Currently in electronics one of the main technologies for the production of nanostructures - lithography. For industrial purposes at the present time the most widely used method of microlithography, which allows to form on the surface of the flat substrate nanostructured objects ranging in size from 50 nm. This method is widely used in modern microelectronics. Known methods of forming the structures in microlithography, comprising applying to the substrate a positive electronicist, conduct exposed the I picture, manifestation, the additional layer of material, removal of the resist with a regulated process parameters (RU 2072644 C1, 27.01.1997, H05K 3/06) . The method allows to reduce the dimensions of the elements forming nanostructures and allows you to fabricate nanostructures with dimensions of elements or gaps between them is 0.1-0.5 μm due to it is regulated in the way of options, the process of lithography.

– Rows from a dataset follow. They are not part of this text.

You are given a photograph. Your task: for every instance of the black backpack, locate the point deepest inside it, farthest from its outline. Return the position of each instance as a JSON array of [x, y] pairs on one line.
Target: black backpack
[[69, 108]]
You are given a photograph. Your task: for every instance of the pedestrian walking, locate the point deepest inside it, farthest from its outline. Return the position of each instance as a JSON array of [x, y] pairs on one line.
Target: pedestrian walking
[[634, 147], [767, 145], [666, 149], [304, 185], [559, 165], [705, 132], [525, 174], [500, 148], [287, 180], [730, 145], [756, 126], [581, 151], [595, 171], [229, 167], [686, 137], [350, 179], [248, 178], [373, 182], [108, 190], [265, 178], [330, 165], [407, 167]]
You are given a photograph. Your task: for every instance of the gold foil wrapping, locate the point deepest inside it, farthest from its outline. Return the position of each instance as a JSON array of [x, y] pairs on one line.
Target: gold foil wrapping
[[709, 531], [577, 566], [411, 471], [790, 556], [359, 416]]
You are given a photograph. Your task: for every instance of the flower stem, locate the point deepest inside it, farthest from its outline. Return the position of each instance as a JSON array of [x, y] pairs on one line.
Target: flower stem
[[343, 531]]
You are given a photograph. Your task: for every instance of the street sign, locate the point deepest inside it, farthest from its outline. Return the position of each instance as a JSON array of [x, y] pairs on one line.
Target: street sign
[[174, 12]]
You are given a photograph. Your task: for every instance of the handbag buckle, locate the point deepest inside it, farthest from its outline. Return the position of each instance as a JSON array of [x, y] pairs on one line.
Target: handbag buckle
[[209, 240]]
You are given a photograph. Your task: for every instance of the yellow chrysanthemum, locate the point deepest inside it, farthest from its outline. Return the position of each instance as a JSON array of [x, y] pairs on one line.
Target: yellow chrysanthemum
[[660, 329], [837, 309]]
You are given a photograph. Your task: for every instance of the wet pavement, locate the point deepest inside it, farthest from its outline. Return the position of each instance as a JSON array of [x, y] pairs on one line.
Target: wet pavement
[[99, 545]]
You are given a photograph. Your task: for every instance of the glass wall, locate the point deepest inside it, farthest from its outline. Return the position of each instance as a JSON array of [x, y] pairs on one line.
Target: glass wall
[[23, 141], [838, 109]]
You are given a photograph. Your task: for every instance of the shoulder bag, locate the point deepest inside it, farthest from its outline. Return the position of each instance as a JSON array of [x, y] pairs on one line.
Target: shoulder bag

However, the process of microlithography requires high temperatures, high vacuum and chemical processing. This immediately eliminates the use of biological and organic materials (due to their damage and destruction), which is important not only in biology and medicine, but also in areas of technology that have used only inorganic materials. Today the market of organic LEDs is about $ 3 billion and, according to experts, the market for organic nanophotonics by 2015 will increase 10 times. This shows a very broad and rapidly growing segments of the market of new technologies whose development the implementation of this method can be very effective. Thus, one of the major objectives of development of modern technologies before nanotechnology is the development of new, low-impact methods of creating micro - and nanostructures, excluding the application of high temperature and aggressive environments.
The technical result, which directed the present invention, is that the proposed method allows to extend the class of materials from which to form ordered nanostructures (including, but not limited to, organic materials and biological tissues and objects) to ensure fidelity nanostructures on the substrate is higher than or comparable to existing methods. The claimed method allows stably carry out the process of forming in the same process space. While the inventive method can be made of single layer and multilayer nanostructures (two-dimensional or three-dimensional), including those containing layers of different composition materials.
This technical result is achieved in that the substrate and the source substrate containing nanoparticles have with the education space between them, in that space spray the substrate in the form of cloud droplets, each of which contains at least one nanoparticle, and the establishment of a substrate in the form of a diffuse cloud of droplets is realized by means of ultrasound exposure in the placement of the source of ultrasonic influence on substrate with diffuse cloud droplets in the specified space, and control of the movement of the decree is " a space and droplet deposition on a substrate is performed by exposure to an external electric and/or magnetic fields.
In the original substrate may be a filler.
The formation of ordered nanostructures on a substrate can be carried out under vacuum conditions.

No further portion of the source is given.